Energy Levels for Internal and Over-All Rotation of Two-Top Molecules. I. Microwave Spectrum of Dimethyl Silane

Abstract

A method is given for analyzing barrier‐dependent ``tunnel effect'' splittings in rotational spectra of molecules with two equivalent tops. The perturbation treatment is an extension of the ``principal axis'' method for single‐top molecules, and is limited to torsional states in which the two principal torsional quantum numbers are identical. Tables of perturbation coefficients are given from which the effects of top‐top coupling on the rotational spectrum may be calculated. The microwave spectra of six isotopic species of dimethyl silane have been investigated in the region 8 to 25 kMc.
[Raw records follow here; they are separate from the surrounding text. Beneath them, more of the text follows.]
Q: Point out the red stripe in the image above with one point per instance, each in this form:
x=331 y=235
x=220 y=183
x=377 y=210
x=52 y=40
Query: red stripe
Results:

Changes in moments of inertia with isotopic substitution yield the following structural parameters: $$\begin{array}{cccc}\mathrm{SiC}& \text{1.867±0.002\hspace{0.17em}}\mathrm{A}& \mathrm{CSiC}& {110}^{\circ }{59}^{\prime }{\text{±10}}^{\prime }\\ \mathrm{SiH}& \text{1.483±0.005\hspace{0.17em}}\mathrm{A}& \mathrm{HSiH}& {107}^{\circ }{50}^{\prime }{\text{±20}}^{\prime }\\ \mathrm{CH}& \text{1.095±0.005\hspace{0.17em}}\mathrm{A}& \mathrm{HCH}& {108}^{\circ }{0}^{\prime }{\text{±20}}^{\prime },\\ & {\text{2θ=110}}^{\circ }{59}^{\prime }{\text{±1}}^{\circ },& & \end{array}$$ where 2θ is the angle between the symmetry axes of the methyl groups. From splittings in the rotational spectrum the angle 2θ is found to be 110°50′±20′. Analysis of splittings for (CH₃)₂SiH₂, (CH₃)₂SiD₂, and (CH₃) (CD₃)SiH₂ indicates that coupling between tops is very small. Assuming no coupling, the barrier to internal rotation is 1647±3 cal/mole. From Stark effect measurements the dipole moment is found to be 0.75±0.01D.